View Full Version : The Roads to Sata: a 2000 Mile Walk Through Japan
David Craik
11-06-2006, 17:32
Finished this book a couple weeks ago and wanted to recommend it to any interested in modern Japan. The author, Alan Booth, walked the length of Japan - from Cape Soya in Hokkaido all the way to the southernmost tip of Kyushu taking mostly rural routes and staying in traditional ryokan, a journey of about 4 months.

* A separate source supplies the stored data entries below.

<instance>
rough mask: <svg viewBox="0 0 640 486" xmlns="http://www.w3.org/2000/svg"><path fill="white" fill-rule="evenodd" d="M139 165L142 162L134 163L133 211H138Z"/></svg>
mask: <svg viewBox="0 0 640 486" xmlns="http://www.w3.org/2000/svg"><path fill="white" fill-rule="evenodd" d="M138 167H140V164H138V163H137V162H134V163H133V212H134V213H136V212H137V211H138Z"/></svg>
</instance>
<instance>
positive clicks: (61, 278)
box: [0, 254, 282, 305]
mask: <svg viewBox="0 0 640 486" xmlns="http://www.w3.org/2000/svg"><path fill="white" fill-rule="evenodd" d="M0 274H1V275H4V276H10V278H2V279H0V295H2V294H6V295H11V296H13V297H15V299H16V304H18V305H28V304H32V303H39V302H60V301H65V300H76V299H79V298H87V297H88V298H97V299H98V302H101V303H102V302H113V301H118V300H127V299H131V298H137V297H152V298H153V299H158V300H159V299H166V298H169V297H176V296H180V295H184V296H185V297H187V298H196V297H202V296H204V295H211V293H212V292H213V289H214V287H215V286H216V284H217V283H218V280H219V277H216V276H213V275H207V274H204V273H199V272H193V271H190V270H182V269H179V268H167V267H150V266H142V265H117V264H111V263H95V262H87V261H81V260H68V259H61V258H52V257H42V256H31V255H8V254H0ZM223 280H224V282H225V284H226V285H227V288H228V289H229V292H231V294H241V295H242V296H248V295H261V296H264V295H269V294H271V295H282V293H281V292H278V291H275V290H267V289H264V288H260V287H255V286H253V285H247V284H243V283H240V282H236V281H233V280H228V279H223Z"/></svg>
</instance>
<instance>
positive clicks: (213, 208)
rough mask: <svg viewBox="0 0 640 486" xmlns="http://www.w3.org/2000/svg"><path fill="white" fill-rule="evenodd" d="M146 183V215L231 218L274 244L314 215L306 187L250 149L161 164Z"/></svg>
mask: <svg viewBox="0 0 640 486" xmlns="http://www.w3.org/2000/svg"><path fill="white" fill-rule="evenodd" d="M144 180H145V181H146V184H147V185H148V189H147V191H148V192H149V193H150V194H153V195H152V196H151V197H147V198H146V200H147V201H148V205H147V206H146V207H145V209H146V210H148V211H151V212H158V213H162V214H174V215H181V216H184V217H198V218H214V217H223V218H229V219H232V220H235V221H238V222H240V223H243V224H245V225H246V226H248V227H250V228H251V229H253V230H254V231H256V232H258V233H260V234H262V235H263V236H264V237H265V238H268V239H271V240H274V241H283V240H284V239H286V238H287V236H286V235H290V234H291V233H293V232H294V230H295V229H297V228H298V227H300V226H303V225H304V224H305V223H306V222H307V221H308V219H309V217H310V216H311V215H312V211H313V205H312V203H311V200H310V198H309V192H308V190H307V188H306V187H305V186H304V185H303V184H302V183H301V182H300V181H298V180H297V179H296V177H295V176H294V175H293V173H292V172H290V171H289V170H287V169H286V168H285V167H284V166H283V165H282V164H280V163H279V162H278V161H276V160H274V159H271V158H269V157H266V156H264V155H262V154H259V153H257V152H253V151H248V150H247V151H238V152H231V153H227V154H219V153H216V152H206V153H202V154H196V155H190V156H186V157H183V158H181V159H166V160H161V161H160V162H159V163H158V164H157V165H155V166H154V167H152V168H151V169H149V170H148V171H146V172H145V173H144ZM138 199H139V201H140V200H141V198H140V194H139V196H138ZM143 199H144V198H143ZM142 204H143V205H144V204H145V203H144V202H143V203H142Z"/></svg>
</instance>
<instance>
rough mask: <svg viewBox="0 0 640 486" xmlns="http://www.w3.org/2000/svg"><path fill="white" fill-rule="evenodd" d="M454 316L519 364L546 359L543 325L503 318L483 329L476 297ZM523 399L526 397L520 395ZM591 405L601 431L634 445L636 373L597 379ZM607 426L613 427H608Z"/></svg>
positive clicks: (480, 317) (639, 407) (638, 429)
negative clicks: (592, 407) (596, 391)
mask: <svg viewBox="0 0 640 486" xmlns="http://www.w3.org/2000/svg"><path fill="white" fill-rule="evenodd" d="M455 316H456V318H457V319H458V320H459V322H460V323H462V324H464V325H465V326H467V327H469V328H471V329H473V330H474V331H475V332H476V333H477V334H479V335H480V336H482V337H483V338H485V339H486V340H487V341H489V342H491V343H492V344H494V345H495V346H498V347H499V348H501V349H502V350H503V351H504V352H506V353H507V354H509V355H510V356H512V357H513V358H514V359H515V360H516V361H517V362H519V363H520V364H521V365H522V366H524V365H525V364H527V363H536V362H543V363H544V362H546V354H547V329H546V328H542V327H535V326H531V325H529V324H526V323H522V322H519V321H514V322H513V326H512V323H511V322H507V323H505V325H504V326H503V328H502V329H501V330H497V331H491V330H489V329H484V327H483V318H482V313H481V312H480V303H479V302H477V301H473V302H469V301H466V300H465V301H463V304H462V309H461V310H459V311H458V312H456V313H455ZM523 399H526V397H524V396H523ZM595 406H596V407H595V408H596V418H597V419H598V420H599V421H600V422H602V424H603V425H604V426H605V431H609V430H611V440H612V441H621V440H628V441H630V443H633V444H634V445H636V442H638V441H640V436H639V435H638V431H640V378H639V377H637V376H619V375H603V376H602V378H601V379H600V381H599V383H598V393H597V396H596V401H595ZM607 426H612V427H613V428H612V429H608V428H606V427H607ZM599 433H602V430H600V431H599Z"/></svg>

For fans of Dave Lowry's writing, it has that sort of feel, though it presents his encounters warts and all, showing both the incredible xenophobia and the old time charm of rural Japan in every chapter. Definately an engaging read, it should be required reading for anyone who plans on spending any time there.
P Goldsbury
11-07-2006, 07:30
Hello David,
Having read The Roads to Sata, have a look at two other books written by him, if you can find them. The Tuttle Illustrated Guide to Japan (ISBN 4-8053-0507-x) was published in 1988. The section on Hiroshima and the Chugoku region (pp.157-168) is very good and hard-hitting. Looking for the Lost: Journeys Through a Vanishing Japan was published in 1995, posthumously, as it turns out, since Booth died of cancer in 1993 at the age of 46. I never met him, but knew some who did and his death represents one of the grosser failures of the Japanese healthcare system. The book was published by Kodansha International and the ISBN is 1-56836-065-7.
Then there is a very good book by Donald Ritchie. The Inland Sea is the record of a journey made much earlier than Booth's, in 1971. This book really does deal with a vanishing Japan, for it includes, for example, a visit to an island that housed a leper colony. The original publisher was Weatherhill (ISBN: 0-8348-0138-8), but I have seen reprints.
David Craik
11-08-2006, 04:36
Thank you, Peter. I'll definately have a look for those.